The state has already undertaken significant changes in education, such as adopting a new "common core" standard curriculum and including student performance as a measure in teacher and principal evaluations. North Carolina made some of the moves as it applied for, and won, a $400 million Race to the Top education grant from the federal government last year.
Other states made similar changes to compete for the big federal grants.
In a conference call Friday with reporters, Duncan said states already had led a quiet revolution from the No Child Left Behind era.
He praised states for "stunning courage, collaboration and creativity."
The federal government, he said, should get out of the way as states create their own systems of accountability.
But, he cautioned, the federal government is not interested in granting flexibility to states operating on a "business as usual" basis.
Duncan said states would be given about six weeks to apply for waivers.
The applications will undergo review, and the first waivers should be granted in December or January.
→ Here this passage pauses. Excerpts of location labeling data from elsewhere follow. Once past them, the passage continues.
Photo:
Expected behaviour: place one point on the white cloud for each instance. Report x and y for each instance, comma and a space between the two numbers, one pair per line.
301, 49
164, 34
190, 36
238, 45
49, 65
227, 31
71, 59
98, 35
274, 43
Others can apply in February for review later.
State education officials say they have to figure out the nuts and bolts of their proposal, but they like North Carolina's odds.
"With all of the things that we're doing as a state, we should be in a good position to have our waiver request approved," Fabrizio said.
U.S. Sen. Kay Hagan, a Greensboro Democrat, said in a statement Friday that she's glad North Carolina could get more flexibility, but said a waiver is no substitute for a rewrite of the law by Congress.
"We must come together, Democrats and Republicans, to reform our education laws and put our students first," Hagan's statement said.